Whispers of the Pampas

Whispers of the Pampas
April 26, 2024 Comments Off on Whispers of the Pampas Uncategorized Sunil

By Sunil Kumar (My Short Story) – Written Recently Selected by a Publishing House

 

“He who I enclose with my name is weeping in this dungeon. I am ever busy
building this wall all around; and as this wall goes up into the sky day by day I
lose sight of my true being in its dark shadow.”
– Rabindranath Tagore, Gitanjali

Victoria’s mind often flashed back to her intellectual, emotional tryst with
Gurudev, the sage of the East, whose poems stirred souls with their mystical
embrace of happiness and sorrow. It was a dualistic dance, meant to evoke
transcendence.

Her home, Villa Ocampo, was an estate lined with venerable trees in the heart
of Argentina, standing as a shrine to the intellect and the arts, often drawing in
the luminous and the profound.

Tagore had arrived in Buenos Aires ten years after her first reading of the
Gitanjali. She was leaning against a white marble fireplace, when a dear
friend Romain Rolland’s letter arrived which she had opened with excessive
anticipation.

“ Villeneuve, Switzerland
22 March 1930

My Dear Victoria,
As I sit here at my desk, soaking in the serene expanse of Lake Geneva, a
scene so starkly contrasted by the flurry of excitement in my hear, I pen this
letter bearing news of great signficance. It is with immense pleasure that I
write to inform you that our dear Eastern messiah, Rabindranath Tagore is
soon to grace your illustrious shores.

I am often reminded of your great fascination and reverence for this voyager
of sea and soul. So, when he expressed a burning desire to explore the
enchanting and vibrant lands of Latin America, and most fortuitiously, to
recover his health, that has been assailed by the chill of our harsh European
winters. It was sheer joy when he confided in me his plans, and with
eagerness did I recommend that he seek you out in Buenos Aires.

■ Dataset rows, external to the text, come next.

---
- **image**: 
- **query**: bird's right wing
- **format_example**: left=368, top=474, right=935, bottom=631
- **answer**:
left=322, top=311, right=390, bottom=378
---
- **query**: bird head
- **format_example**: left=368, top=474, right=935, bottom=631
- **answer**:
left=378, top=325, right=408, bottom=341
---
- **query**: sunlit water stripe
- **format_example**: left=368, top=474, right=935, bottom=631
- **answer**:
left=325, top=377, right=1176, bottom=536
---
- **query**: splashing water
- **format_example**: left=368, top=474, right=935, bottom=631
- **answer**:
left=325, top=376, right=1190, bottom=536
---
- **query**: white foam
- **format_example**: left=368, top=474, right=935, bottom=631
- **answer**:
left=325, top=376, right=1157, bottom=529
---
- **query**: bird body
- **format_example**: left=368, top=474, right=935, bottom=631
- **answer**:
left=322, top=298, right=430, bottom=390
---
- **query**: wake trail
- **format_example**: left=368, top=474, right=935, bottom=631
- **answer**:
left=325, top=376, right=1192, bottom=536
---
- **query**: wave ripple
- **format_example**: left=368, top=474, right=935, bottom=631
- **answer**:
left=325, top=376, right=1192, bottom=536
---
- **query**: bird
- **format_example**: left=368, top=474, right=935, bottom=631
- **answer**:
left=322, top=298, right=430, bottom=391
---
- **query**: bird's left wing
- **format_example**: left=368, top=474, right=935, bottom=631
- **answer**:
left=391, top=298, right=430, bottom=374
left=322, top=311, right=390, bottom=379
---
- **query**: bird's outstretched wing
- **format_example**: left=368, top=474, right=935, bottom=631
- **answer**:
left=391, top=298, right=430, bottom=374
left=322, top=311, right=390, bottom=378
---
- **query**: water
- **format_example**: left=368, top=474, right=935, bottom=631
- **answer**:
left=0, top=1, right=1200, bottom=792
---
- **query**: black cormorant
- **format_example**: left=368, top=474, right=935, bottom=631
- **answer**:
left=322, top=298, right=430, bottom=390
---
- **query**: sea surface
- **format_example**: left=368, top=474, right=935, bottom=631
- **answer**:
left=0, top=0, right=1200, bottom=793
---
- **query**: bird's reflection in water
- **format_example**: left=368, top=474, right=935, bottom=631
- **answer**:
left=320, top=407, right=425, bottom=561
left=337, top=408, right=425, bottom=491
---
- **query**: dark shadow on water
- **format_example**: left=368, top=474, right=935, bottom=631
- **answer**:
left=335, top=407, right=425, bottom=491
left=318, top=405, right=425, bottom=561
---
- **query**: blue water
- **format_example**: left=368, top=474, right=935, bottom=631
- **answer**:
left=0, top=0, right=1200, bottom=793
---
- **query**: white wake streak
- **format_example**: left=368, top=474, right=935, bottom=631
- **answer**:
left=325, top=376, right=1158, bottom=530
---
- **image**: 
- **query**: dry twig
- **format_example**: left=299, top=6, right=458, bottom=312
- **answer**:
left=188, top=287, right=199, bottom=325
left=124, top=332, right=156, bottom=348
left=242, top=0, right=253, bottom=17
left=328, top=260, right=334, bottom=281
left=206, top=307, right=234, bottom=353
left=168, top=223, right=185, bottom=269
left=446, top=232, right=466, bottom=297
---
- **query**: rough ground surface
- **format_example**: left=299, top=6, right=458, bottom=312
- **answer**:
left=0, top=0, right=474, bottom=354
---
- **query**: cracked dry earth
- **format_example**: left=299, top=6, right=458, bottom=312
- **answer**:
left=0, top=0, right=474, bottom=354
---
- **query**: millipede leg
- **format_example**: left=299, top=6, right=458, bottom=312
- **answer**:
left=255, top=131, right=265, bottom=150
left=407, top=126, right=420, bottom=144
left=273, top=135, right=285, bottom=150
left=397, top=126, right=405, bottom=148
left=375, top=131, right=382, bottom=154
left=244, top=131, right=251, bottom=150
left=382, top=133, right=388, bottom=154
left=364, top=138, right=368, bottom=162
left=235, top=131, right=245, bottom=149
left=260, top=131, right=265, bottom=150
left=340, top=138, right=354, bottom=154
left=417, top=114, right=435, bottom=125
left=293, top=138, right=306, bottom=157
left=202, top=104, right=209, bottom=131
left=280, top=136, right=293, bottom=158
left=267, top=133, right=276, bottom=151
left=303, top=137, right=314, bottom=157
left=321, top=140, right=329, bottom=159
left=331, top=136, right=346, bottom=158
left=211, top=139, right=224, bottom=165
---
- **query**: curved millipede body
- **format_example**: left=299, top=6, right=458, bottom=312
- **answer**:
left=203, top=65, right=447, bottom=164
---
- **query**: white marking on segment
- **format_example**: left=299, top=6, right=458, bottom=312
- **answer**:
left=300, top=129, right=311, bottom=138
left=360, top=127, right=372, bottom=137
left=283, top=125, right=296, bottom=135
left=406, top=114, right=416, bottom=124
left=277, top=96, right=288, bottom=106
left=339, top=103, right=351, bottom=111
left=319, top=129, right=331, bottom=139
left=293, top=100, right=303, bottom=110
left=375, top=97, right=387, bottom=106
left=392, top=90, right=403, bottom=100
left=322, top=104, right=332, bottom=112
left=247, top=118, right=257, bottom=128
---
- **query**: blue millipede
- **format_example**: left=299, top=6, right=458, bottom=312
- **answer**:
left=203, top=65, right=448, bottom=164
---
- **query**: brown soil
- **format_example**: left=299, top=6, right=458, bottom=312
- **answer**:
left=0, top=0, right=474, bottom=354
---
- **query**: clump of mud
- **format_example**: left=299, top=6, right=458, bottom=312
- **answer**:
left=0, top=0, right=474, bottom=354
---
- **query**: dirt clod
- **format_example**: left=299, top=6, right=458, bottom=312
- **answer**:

I am sure, Victoria, that you will arrange for him the poetic pulse, tranquility
and stimulation that he so craves at this juncture of his life. He seeks the new
and the nuanced. Although slightly old now in appearance, his mind and spirit
is younger than all of us. I could think of no better sanctuary and refuge than
your home, where the arts flourish, the muses dance and philosophies are
kindled and forged in the hearth of warm conversation.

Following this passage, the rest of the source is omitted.